Friday, July 11, 2008

Life is cheap(er)

Have you been feeling like you aren't worth as much lately? Not financially, but the value of your life as a human. Well, turns out you were right. The EPA has done the cost benefit analysis. Weighed the facts and figures. Your life is only worth $6.9 million dollars, a drop of $1 million from five years ago. But what does that mean, other than yet another revelation that you aren't as good as you used to be?
When drawing up regulations, government agencies put a value on human life and then weigh the costs versus the lifesaving benefits of a proposed rule. The less a life is worth to the government, the less the need for a regulation, such as tighter restrictions on pollution.

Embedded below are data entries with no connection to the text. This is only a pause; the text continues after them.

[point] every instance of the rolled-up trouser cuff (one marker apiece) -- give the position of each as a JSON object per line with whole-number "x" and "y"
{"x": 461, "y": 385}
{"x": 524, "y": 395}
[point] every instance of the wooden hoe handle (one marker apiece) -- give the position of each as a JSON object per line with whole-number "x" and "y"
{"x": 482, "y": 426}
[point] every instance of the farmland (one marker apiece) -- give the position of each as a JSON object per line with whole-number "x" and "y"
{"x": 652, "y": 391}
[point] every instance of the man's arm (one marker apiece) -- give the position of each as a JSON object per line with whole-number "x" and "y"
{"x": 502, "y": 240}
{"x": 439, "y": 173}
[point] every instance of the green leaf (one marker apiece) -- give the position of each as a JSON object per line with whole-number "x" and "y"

Consider, for example, a hypothetical regulation that costs $18 billion to enforce but will prevent 2,500 deaths. At $7.8 million per person (the old figure), the lifesaving benefits outweigh the costs. But at $6.9 million per person, the rule costs more than the lives it saves, so it may not be adopted.
Surely the Bush Administration couldn't be as cynical as to cheapen the lives of Americans (statistically this time instead of the typical moral, social, financial, and ethical cheapening) just to get out of the way of some environmental regulations.?
Some environmentalists accuse the Bush administration of changing the value to avoid tougher rules, a charge the EPA denies.

"It appears that they're cooking the books in regards to the value of life," said S. William Becker, executive director of the National Association of Clean Air Agencies, which represents state and local air pollution regulators. "Those decisions are literally a matter of life and death."

Dan Esty, a senior EPA policy official in the administration of the first President Bush and now director of the Yale Center for Environmental Law and Policy, said: "It's hard to imagine that it has other than a political motivation."
The administration has yet to release the exchange statistics for the value of the life from another country. If current market trends stay true, one American will be worth 1.76 French and 1.96 British standard citizens. To get real value for the American life, one has to go to Iraq where one American life is expected to be worth nearly 10,000 Iraqis. But exact facts and figures will not be released until the opening of the Human Commodities Market in Bern, Switzerland next year.